ISDN support: Though not a "deal" per se, Microsoft posted an order form on its Web site that allows Windows 95 users to order high-speed ISDN service from six of the seven regional phone companies, as well as from long distance carriers MCI Communications and Sprint.

DirecTV Inc.: In March, Microsoft signed a deal with this direct broadcast satellite service to enable its customers to receive both digital video and new interactive data services through their PCs.

MCI/AOL/CompuServe: All these companies have agreed to bundle either Microsoft's Internet Explorer browser or portions of The Microsoft Network (or both) with software for their online services. Prodigy is expected to follow suit shortly.

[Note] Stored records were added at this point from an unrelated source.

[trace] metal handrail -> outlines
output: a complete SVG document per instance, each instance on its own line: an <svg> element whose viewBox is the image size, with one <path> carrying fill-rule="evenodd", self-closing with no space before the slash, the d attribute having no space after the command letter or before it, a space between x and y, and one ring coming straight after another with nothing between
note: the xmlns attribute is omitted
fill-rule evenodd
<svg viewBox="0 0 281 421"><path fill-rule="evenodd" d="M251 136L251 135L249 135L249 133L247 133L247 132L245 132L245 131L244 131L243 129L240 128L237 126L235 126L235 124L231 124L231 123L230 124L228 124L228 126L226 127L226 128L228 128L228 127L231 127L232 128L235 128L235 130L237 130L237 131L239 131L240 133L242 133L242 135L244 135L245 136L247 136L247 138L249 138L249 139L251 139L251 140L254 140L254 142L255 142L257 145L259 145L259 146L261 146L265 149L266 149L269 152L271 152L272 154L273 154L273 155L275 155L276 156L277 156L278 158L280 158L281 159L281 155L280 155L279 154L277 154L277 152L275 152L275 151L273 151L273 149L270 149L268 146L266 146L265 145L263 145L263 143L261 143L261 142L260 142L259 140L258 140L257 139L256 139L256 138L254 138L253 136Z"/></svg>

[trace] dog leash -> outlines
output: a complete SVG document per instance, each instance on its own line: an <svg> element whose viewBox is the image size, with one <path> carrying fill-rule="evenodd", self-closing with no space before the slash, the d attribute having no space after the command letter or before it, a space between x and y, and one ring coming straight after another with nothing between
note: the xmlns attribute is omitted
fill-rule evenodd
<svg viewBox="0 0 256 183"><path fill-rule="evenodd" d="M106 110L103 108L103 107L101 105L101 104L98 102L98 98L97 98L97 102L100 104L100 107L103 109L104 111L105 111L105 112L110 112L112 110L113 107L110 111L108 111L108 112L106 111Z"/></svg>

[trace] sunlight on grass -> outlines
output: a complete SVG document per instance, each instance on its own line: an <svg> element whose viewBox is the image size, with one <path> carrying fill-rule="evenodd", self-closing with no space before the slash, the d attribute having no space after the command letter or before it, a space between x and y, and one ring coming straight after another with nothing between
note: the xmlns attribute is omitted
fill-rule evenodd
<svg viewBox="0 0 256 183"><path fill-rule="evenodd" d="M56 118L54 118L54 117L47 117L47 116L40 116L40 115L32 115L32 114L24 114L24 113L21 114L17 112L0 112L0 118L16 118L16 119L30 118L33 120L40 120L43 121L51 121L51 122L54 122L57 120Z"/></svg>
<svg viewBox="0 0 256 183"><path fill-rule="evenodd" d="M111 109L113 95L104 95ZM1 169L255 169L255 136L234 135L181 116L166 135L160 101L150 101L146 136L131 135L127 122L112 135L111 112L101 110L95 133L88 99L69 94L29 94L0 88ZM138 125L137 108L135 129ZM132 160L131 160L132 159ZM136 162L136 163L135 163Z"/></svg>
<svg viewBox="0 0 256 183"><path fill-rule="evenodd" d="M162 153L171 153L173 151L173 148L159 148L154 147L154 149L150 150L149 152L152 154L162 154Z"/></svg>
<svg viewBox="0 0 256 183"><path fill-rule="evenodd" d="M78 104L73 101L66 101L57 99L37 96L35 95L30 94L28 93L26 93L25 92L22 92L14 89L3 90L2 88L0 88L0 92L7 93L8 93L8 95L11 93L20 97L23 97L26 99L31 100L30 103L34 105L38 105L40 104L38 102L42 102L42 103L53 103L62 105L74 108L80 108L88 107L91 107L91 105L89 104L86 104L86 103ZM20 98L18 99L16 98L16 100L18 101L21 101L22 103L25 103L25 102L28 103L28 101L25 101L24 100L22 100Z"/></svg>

Tele-Communications Inc.: TCI's 20 percent investment in MSN may lead to a distribution deal for MSN with @Home, the cable-modem and Internet services joint venture between TCI and venture capital firm Kleiner Perkins Caufield & Byers. Microsoft and TCI also cooperate on interactive TV ventures, now dormant.

Teledesic: Gates is one of the major investors in this company which is developing low-orbit satellite communications technology for inexpensive wireless global communication.

Industry analyst Denise Caruso writes the Digital Commerce column for The New York Times and is executive producer of the Spotlight Conference on Interactive Media.